The High-Income Child Benefit Charge or HICBC has been in place since 2013 and levies a charge on the highest earner in a household. If a person is caught by the charge, it claws back the child benefit on a sliding scale through their tax payments.
The HICBC is generally seen as unfair and is also not widely understood. Added to that HMRC has recently been involved in a number of penalty cases related to notification for the charge.
The HICBC requires the highest earner in the household to know that they are the one liable to the charge and then to complete a tax return or otherwise notify HMRC of that fact.
Jeremy Hunt admitted in an interview that the HICBC is ‘one of the many distortions in our overcomplicated tax system’ but has fallen short of a direct promise to review the charge. However, there is mounting pressure on him to fix this issue so will we see an extension of the threshold of when it starts to apply from £50,000 to say £60,000. This would seem to be a relatively easy win for him to show he is both listening and responding to taxpayers’ concerns.
Turning to businesses the proposed rate of corporation tax has bounced around quite of bit during recent times, and certainly on the government backbenches the current rate of 25% is widely disliked and could be viewed as a brake on UK corporate activity and squeezing corporate profits. Whether this is enough to warrant a reduction in what is a competitive rate in world terms we will have to wait and see.
April 2024 sees the introduction of a single regime for research and development tax relief, so it is possible there could be changes to the detail of this new regime either to make it more attractive for companies or more secure for HMRC. What we have also seen suggested is a delay in implementation of the new regime of twelve months to allow for the added complications it brings.
Over the last few years Employee Ownership Trusts (EOT) have become a popular structure to benefit employees whilst at the same time providing tax benefits for the former owners.
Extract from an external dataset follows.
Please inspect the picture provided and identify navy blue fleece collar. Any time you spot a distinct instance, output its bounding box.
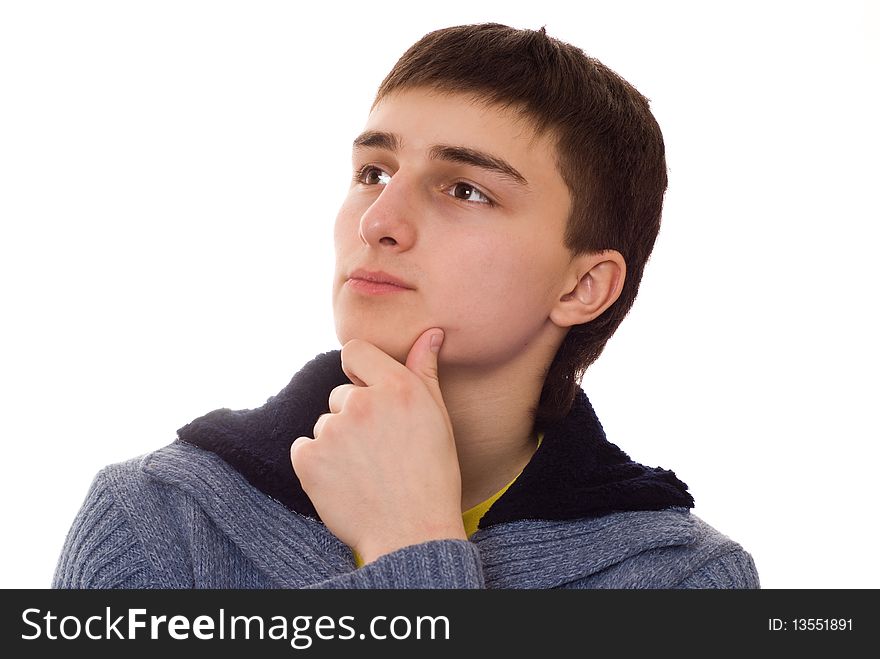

There are concerns that the use of offshore trustees could influence the structure of arrangements to enable the tax-free sale of a company to a third party and so we could see restrictions introduced ensuring the trust remains UK resident.
We could also see restrictions on the amount of influence the former owners of a company have over what is now an EOT owned company by changes to who can be appointed to control the company by means of the trustee board.
It seems as though VAT is rarely part of the budget headlines but in these times where growth is such a key factor for the economy there is the potential that the VAT registration threshold, that has been set at £85,000 since April 2017, could be in line to be increased.
Finally, I wouldn’t bet against yet more changes to the capital allowances rules for businesses as they have in recent times been tinkered with each year.